Something is wrong. I see it nearly every day in my representation of reporters throughout California. Local and state agencies are throwing up excuse after excuse when responding to requests for public records and are unapologetically meeting behind closed doors, chancing that the denial of access will go unchallenged or that a reporter’s resolve will fade with sufficient delay in responding to the request.
Examples are replete. Agencies asserting every known exemption to the mandatory disclosure provisions of the Public Records Act without identifying whether responsive documents even exist. Agencies claiming that compiling electronically stored data (by basically pushing search) is the creation of a “new record” not an existing record subject to disclosure. Agencies asserting the deliberative process privilege, originally intended to cover executive level, pre-decisional, policy making discussions, to deny access to any form of communication, even cell phone billing records. Agencies claiming that the records requested involve “personnel matters,” which is often government speak for public employee wrongdoing. Agencies delaying compliance without sufficient justification. Or, simply ignoring the request all together.
It didn’t use to be this way. Our public access laws were shaped by stalwart newspapers in this state serving as their community’s watchdog over how public agencies carry out the public’s business. They didn’t hesitate to take a recalcitrant public agency to court to prove the point. Consequently, public agencies weren’t so brash in their handling of requests for access to public records. But the dog days are over and from my vantage point public agencies are increasingly taking advantage of it.
Now more than ever it is important for reporters and citizens to know their rights and engage agencies in discussions over those rights to overcome obstacles to access so that the story can be told from more than the government’s point of view.
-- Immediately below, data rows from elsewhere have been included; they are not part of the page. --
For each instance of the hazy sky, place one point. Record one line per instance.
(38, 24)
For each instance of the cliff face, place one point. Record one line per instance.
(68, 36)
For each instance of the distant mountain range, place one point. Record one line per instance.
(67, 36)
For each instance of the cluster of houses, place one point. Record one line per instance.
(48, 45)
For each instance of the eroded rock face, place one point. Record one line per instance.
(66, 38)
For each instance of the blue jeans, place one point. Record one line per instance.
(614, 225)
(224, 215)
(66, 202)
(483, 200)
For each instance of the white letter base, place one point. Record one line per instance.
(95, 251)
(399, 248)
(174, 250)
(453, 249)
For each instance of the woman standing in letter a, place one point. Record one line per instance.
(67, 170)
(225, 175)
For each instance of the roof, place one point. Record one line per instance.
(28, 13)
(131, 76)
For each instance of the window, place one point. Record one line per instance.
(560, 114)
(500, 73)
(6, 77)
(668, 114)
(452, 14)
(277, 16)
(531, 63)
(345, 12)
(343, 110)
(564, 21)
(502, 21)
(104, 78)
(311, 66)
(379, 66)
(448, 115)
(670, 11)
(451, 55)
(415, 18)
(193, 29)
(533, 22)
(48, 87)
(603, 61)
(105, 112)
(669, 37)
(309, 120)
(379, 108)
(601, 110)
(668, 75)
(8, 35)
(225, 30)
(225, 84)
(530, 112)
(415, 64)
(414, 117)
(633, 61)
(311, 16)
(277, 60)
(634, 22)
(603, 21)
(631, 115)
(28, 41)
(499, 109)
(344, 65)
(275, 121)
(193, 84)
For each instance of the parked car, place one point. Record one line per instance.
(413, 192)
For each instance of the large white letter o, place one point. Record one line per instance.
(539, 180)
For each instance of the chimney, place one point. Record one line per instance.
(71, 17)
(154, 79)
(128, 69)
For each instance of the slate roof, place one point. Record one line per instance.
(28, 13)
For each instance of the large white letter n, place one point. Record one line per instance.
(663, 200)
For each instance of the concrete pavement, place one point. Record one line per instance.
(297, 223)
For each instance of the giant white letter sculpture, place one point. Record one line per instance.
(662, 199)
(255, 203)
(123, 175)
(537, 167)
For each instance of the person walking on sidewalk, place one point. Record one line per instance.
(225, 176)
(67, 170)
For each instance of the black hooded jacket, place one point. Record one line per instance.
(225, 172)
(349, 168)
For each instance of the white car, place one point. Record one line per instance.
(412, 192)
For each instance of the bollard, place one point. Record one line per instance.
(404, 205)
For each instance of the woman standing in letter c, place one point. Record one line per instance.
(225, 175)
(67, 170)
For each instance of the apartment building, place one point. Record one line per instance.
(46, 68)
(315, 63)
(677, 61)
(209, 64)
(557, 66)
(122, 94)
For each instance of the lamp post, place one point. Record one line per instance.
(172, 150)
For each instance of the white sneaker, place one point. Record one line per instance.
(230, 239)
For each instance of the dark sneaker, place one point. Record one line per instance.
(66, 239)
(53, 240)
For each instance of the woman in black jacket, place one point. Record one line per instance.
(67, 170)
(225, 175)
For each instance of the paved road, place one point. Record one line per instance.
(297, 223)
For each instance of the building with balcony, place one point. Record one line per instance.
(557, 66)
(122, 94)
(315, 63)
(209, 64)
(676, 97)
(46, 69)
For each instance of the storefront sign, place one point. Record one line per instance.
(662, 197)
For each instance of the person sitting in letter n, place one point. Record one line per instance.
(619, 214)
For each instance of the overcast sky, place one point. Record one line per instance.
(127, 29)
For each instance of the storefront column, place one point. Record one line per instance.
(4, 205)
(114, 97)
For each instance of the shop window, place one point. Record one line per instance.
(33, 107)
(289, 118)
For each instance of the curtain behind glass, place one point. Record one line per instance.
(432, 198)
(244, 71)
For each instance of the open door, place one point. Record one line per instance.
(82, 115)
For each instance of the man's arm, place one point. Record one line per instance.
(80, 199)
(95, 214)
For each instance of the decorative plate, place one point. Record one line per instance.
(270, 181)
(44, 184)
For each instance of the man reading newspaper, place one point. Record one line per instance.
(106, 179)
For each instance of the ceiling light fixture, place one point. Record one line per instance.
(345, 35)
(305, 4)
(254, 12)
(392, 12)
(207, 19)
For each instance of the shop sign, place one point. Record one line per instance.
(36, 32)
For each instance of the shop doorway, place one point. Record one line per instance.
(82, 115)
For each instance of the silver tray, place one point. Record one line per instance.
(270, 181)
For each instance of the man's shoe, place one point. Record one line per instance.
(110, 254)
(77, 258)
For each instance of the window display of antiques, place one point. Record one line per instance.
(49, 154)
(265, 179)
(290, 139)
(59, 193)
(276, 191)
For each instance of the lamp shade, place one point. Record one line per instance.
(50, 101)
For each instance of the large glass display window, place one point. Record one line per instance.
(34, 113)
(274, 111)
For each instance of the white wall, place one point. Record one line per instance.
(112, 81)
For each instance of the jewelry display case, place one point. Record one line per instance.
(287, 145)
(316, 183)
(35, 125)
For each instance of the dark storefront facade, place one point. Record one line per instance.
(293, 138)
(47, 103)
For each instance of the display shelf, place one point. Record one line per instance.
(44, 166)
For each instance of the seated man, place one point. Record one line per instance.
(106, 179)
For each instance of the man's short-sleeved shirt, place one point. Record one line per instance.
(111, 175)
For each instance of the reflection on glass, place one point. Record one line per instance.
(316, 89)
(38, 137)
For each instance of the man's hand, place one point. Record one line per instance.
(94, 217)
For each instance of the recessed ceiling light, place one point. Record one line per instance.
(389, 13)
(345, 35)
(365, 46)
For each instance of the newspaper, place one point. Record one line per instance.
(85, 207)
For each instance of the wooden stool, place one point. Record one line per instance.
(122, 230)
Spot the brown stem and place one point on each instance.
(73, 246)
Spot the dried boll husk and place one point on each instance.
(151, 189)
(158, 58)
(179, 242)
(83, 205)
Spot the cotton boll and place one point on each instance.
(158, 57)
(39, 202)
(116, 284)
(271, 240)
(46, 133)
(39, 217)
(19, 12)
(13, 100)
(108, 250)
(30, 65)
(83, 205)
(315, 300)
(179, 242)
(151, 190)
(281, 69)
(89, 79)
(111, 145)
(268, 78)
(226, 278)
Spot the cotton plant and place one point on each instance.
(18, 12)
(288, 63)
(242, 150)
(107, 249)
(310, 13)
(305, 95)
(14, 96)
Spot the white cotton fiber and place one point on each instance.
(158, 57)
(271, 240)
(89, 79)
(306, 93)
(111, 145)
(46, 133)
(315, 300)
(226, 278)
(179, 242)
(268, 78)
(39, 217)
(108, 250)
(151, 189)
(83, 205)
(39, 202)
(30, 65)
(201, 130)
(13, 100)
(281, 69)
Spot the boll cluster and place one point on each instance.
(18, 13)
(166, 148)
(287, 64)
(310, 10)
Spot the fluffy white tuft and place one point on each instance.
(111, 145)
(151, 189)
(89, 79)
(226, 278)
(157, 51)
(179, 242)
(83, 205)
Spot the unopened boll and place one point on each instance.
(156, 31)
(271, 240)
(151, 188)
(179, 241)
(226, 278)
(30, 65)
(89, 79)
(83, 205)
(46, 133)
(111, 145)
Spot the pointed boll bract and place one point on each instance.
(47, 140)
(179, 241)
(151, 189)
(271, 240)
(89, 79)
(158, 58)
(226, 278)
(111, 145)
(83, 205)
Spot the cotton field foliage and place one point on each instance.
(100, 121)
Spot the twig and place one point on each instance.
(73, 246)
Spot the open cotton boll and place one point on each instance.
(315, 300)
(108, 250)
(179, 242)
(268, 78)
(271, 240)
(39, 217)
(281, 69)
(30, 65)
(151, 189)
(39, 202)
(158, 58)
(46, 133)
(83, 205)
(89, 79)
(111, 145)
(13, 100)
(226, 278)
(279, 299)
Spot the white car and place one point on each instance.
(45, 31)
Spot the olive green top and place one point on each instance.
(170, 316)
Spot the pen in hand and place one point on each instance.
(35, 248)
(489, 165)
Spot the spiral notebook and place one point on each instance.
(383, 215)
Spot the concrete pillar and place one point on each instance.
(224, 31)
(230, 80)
Many resources exist to assist people seeking to assert their rights of access, including the Open Government Guide published by the Reporter’s Committee for Freedom of the Press (www.rcfp.org/open-government-guide), the Right to Know guide published jointly by California Newspaper Publishers Association and the First Amendment Coalition, podcasts on access to public records, public meetings and court records produced by the First Amendment Coalition (available at www.firstamendmentcoalition.org/category/resources/podcasts/) and “hotlines” for citizens and reporters confronting access denials hosted independently by the First Amendment Coalition and by CalAware, to name some.
And when that doesn’t work, the government’s response should be part of the story, whether a citizen’s blog or local news. Shame is influential. And for the public to regain its power in this struggle, the government’s handling of access requests needs to be exposed. Often the importance of the information being denied can be measured by the number of obstacles placed before the requester by the agency. But the absurdity of those assertions aren’t always apparent to one who can’t see what’s being withheld. Public exposure of the agencies’ handling of the matter can bring important internal pressures to bear that might otherwise never come about.
And when that doesn’t work, suing remains a key component of our access laws. There is nothing more effective than the mandatory fee shifting provisions of the Public Records Act to encourage agency compliance with our public access laws. Enforcing the laws, however, must be a shared responsibility – your local newspaper can no longer be expected to go it alone.
Duffy Carolan is a partner at the law firm Davis Wright Tremaine LLP in San Francisco. She regularly counsels reporters on a broad array of media law issues, including access to public records and public meetings. She is the author of the Open Government Guide published by the Reporter’s Committee for Freedom of the Press and is on the Executive Committee of the First Amendment Coalition.